Lower costs facilitate Chinese PV firms to develop domestic market


By Hepeng Jia/Beijing, China

Despite the global financial crisis, optimism is spreading across China’s emerging photovoltaic (PV) industry.

In a report published in the newspaper China Electronics News in late April, Shi Jun, president of Shanghai-based solar energy research firm Pro-enertech, concluded China would become the first country to commercially supply photovoltaic power.

The optimism came amidst historically record losses made by Chinese PV firms. Jiangsu Province-based Suntech, the world’s largest PV product maker, reported a significant loss of US$65.9 million in the fourth quarter of 2008. 

Other Chinese PV firms - such as Jiangxi Province-based LDK and Jiangsu Province-based Solarfun - which are also listed in the United States, reported notable losses too.

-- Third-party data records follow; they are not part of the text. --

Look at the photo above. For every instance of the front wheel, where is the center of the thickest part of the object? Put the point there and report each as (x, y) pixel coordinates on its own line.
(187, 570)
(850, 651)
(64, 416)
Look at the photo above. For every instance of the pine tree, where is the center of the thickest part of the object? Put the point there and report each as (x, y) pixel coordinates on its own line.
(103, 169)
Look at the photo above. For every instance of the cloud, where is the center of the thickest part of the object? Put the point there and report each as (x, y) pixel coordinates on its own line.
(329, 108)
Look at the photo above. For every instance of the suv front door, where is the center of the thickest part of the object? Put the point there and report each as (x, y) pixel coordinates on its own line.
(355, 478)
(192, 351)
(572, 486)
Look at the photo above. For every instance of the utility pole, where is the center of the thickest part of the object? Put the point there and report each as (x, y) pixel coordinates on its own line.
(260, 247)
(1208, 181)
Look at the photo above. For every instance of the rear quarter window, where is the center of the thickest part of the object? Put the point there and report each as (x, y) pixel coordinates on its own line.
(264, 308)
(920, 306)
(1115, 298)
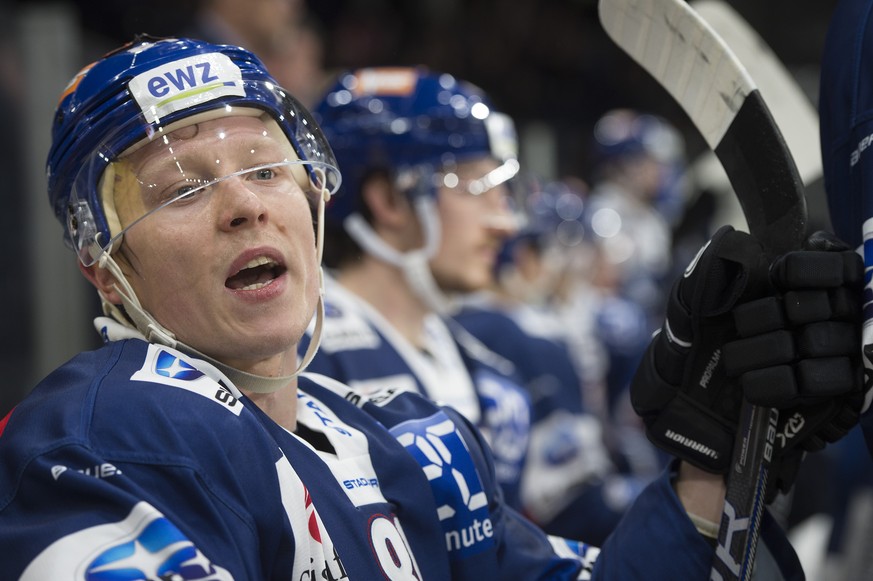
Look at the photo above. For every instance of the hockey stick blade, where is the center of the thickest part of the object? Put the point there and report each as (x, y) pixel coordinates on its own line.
(685, 55)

Although China is the world’s largest producer of PV modules, 98 per cent of its products - equivalent to power installment capacity of 2,000 megawatts in 2008 - are for export. The dwindling demand in the international market due to the financial crisis has led to dramatic sales declines.

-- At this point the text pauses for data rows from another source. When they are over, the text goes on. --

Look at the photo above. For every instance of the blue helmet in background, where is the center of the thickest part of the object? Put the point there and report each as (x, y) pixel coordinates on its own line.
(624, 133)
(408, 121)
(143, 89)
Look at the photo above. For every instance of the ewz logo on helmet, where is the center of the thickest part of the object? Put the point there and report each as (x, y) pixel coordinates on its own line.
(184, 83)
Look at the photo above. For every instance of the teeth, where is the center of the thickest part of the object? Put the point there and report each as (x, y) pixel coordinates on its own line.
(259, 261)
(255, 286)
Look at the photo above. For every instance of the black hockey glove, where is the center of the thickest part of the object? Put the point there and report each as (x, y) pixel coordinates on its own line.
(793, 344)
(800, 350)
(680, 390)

The main material for the PV module, polysilicon, has seen a dramatic price slump from US$400 per kilogram to US$100 per kilogram, and is expected to further drop thanks to newly added production capacity in China.



The price plummet and the reduced foreign demands could prompt China to speed plans to install PV power supplies, according to Shi.

On 24 March during the tendering process for China’s largest demonstration PV station - a 10 megawatt power station in Gansu Province - a consortium formed by Hebei Province-based Yingli Group and the State-owned SDIC Power offered a low power generation cost of 0.69 yuan (10 US cents) per kilowatt, only slightly higher than the coal-based thermal power in China. 

Two years ago, the authoritative China PV Industry Development Report predicted the PV power generation cost would decline to 3 yuan (43 US cents) per kilowatt by 2010.

’With our own production of main PV materials and the extensive measures to lower costs, Yingli is expected to realise commercial supplies of PV power soon,’ says Li Wei, communication director at Yingli.

Although the extraordinary low price offered by Yingli has aroused suspicions the industry, Shi says in terms of costs, China’s PV industry is close to commercial operation. He estimates that the average power generation costs in China could be around 1 yuan per kilowatt within a year.  

’But to realise commercial operation, the government needs to offer moderate subsidies and stipulate obligatory rules for grids to receive PV power. Technologies to store solar power to avoid weather fluctuations also need to develop,’ Shi told Chemistry World.